Un protocole d’accord pourrait être signé dans quelques semaines, a déclaré M. Barroso. 

Lors d’une réunion distincte avec le commissaire européen de l’Energie Andris Piebalgs, le ministre irakien responsable du pétrole, Hussain al-Shahristani, a également promis de fournir à l’UE cinq milliards de mètres cubes (bcm) de gaz naturel par an, qui pourraient être approvisionnés par le gazoduc européen de Nabucco en projet (Lire notre LinksDossier).

Ces accords avec l’Iraq font suite à un engagement fait la semaine dernière par le Turkménistan de fournir 10 milliards de bcm de gaz par an (EURACTIV 15/04/08), et sont examinés dans le cadre d’un effort plus large visant à diversifier l’approvisionnement européen en gaz afin de réduire la dépendance au gaz russe. 

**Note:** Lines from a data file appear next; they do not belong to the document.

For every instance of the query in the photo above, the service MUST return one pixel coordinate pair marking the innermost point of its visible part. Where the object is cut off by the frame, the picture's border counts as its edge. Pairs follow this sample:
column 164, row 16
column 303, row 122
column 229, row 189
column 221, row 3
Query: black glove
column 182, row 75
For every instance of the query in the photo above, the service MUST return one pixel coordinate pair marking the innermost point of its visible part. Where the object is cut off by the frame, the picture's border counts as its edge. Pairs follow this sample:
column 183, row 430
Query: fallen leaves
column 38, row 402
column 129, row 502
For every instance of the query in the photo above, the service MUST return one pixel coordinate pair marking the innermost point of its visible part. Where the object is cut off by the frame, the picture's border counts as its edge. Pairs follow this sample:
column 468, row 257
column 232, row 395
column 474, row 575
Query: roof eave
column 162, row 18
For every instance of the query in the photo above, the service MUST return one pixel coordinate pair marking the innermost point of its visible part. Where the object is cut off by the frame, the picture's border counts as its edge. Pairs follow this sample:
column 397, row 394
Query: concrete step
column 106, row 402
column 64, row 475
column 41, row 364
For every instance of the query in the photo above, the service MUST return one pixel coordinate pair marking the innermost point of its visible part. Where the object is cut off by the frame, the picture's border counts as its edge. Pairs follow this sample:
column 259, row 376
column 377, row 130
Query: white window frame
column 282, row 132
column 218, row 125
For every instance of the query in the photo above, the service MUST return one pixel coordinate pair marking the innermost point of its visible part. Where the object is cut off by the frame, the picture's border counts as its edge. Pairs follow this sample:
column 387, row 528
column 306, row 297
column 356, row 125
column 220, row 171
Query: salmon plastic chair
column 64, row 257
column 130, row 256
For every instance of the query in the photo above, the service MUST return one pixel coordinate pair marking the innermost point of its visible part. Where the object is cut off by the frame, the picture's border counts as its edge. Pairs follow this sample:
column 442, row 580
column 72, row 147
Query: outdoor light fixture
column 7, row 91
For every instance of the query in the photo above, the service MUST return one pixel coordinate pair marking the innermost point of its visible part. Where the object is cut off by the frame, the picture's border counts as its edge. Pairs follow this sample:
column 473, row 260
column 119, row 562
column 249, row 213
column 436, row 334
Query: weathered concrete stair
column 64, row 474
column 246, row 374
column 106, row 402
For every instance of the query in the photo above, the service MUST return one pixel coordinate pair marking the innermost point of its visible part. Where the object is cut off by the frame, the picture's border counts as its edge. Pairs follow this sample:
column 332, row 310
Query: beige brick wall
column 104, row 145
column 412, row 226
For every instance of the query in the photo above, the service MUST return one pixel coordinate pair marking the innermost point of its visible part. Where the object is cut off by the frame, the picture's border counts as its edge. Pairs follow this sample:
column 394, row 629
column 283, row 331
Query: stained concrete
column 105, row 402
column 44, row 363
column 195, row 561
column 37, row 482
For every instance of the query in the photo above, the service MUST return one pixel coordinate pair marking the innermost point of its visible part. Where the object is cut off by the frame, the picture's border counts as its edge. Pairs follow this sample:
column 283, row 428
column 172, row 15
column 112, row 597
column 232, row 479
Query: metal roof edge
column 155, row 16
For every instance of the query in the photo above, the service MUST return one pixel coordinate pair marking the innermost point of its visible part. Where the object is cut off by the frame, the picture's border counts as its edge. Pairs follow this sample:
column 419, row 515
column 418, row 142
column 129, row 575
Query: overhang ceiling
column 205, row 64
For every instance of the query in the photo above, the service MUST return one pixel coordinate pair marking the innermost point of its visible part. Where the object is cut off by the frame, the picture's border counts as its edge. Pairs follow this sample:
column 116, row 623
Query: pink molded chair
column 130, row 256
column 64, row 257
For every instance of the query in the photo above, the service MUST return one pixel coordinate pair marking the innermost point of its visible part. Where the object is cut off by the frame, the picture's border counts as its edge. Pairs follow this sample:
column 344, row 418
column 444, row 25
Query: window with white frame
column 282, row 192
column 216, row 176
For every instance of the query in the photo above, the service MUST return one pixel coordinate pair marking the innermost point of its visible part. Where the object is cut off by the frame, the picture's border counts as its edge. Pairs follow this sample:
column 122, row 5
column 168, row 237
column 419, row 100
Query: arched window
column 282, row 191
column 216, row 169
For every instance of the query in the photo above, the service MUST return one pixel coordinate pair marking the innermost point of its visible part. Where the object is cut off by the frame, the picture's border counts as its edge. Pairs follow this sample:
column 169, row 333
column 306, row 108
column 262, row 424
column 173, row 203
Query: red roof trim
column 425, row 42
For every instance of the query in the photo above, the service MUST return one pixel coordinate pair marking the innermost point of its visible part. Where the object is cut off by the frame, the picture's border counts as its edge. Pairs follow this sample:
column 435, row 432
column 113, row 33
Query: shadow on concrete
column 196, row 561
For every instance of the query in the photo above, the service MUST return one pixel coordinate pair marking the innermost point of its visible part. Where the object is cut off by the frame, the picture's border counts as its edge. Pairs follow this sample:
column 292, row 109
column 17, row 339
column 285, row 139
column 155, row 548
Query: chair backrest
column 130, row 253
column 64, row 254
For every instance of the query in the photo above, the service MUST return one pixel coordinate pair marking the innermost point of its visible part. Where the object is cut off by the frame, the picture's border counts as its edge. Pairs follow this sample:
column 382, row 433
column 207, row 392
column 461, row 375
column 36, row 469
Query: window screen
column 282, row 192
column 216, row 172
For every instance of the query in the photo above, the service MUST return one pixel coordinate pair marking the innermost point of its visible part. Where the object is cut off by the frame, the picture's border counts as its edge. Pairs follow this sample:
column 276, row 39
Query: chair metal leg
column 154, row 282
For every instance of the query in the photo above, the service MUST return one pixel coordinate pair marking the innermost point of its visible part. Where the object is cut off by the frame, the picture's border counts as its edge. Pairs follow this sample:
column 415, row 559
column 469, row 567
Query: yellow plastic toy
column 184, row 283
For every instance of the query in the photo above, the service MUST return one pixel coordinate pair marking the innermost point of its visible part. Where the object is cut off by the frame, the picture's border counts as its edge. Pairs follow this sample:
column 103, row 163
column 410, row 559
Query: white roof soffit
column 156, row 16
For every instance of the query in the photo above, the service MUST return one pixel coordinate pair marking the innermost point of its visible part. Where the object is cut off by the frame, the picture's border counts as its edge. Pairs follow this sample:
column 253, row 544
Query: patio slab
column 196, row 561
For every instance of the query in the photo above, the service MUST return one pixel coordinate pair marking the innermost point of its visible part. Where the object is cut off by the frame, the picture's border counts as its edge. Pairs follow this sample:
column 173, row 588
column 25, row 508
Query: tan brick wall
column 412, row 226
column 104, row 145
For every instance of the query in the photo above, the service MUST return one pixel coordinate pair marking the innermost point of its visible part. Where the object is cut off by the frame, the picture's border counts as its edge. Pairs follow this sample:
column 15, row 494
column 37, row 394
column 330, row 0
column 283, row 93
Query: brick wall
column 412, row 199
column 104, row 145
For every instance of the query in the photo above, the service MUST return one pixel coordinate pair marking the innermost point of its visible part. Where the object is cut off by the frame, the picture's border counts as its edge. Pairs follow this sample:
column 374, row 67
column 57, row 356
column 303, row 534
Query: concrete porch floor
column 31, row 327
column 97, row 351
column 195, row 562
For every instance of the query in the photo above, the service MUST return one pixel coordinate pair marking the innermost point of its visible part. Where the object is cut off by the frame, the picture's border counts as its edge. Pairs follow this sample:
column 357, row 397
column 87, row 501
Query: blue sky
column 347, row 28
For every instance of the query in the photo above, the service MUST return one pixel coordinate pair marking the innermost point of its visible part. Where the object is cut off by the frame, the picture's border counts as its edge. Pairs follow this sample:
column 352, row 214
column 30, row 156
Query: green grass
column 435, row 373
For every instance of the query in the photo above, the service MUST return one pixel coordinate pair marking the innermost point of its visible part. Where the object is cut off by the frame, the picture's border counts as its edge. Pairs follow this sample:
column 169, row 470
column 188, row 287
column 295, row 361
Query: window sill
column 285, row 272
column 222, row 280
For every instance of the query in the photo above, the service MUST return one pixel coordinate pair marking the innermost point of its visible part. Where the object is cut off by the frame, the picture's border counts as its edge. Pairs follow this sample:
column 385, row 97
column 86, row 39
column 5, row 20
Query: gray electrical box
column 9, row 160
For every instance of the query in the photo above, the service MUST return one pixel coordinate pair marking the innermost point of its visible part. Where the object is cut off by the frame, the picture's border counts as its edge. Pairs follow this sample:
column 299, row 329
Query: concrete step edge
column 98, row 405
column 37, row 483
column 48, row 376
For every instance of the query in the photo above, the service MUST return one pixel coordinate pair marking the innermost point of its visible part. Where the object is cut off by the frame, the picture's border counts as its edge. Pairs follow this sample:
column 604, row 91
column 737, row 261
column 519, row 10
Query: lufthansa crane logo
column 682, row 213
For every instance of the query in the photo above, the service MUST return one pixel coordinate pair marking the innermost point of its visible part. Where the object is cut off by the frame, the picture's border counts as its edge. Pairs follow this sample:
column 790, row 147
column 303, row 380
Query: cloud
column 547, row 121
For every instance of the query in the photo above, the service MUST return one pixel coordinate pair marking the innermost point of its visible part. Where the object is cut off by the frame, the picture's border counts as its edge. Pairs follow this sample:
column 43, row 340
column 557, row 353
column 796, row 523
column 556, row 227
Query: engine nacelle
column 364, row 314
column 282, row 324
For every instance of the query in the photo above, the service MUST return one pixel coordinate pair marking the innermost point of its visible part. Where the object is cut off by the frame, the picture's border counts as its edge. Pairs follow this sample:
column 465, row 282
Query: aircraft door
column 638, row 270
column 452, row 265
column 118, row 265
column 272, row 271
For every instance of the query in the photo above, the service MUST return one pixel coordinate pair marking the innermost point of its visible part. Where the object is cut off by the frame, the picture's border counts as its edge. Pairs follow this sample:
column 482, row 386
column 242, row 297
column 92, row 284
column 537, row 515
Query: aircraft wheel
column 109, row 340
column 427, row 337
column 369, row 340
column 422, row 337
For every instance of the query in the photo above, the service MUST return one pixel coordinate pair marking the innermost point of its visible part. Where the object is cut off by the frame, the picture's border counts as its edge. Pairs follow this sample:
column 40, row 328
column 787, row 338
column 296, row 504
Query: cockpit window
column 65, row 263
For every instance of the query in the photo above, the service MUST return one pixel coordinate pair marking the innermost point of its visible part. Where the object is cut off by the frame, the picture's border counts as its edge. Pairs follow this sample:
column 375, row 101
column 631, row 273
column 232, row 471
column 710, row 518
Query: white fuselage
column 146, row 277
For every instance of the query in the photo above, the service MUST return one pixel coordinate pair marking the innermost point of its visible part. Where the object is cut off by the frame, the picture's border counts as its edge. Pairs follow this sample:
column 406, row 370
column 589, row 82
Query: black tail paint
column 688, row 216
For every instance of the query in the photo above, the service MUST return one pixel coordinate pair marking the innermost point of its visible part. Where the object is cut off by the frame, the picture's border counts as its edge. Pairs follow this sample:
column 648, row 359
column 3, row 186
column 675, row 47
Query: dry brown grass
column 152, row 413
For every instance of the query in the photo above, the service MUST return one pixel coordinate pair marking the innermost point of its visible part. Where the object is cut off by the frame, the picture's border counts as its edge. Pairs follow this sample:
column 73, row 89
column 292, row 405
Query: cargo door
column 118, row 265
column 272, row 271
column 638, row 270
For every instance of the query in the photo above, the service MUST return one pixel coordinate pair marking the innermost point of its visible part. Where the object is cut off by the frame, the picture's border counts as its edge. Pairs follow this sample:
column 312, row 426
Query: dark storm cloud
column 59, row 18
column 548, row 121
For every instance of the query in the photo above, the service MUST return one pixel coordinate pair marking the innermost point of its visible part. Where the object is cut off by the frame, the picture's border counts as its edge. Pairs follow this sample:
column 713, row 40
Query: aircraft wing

Cependant, Kieren McNamara de l’Agence internationale de l’énergie (AIE) a déclaré à EURACTIV que la quantité de gaz non russe que l’UE peut s’assurer dans les dix prochaines années est « très, très faible ». De plus, d’après de nouvelles informations, Gazprom investirait actuellement davantage dans l’infrastructure d’approvisionnement. De telles actions dissiperaient les craintes antérieures de l’AIE selon lesquelles la Russie n’investit pas suffisamment dans les champs de gaz et de pétrole. (EURACTIV 01/02/08).  

Le Kremlin est également sur le point de mettre en œuvre de nouvelles lois exigeant la capture (plutôt que la combustion) du gaz pendant le processus d’extraction du pétrole, a déclaré M. McNamara. Jusqu’à 60 Bcm de gaz pourraient être obtenus chaque année par ce procédé, soit beaucoup plus que le total de gaz que l’UE peut espérer obtenir à la fois en Irak et en Asie centrale, a-t-il expliqué.

L’UE dépend actuellement de la Russie pour 42% de son approvisionnement en gaz et de plus en plus craignent que le Kremlin ne souhaite tirer parti de sa position dominante de fournisseur pour « faire chanter » l’UE à des fins politiques.

Cependant, selon Thomas Gomart, responsable du programme UE-Russie de l’Institut français des relations internationales (Ifri), ce serait une “grosse erreur”, la fois d’un point de vue politique et du point de vue du marché de l’énergie, de faire pression sur la sécurité énergétique de l’UE sans accorder un rôle centrale à la Russie. L’UE ne peut pas éviter la Russie, a-t-il déclaré.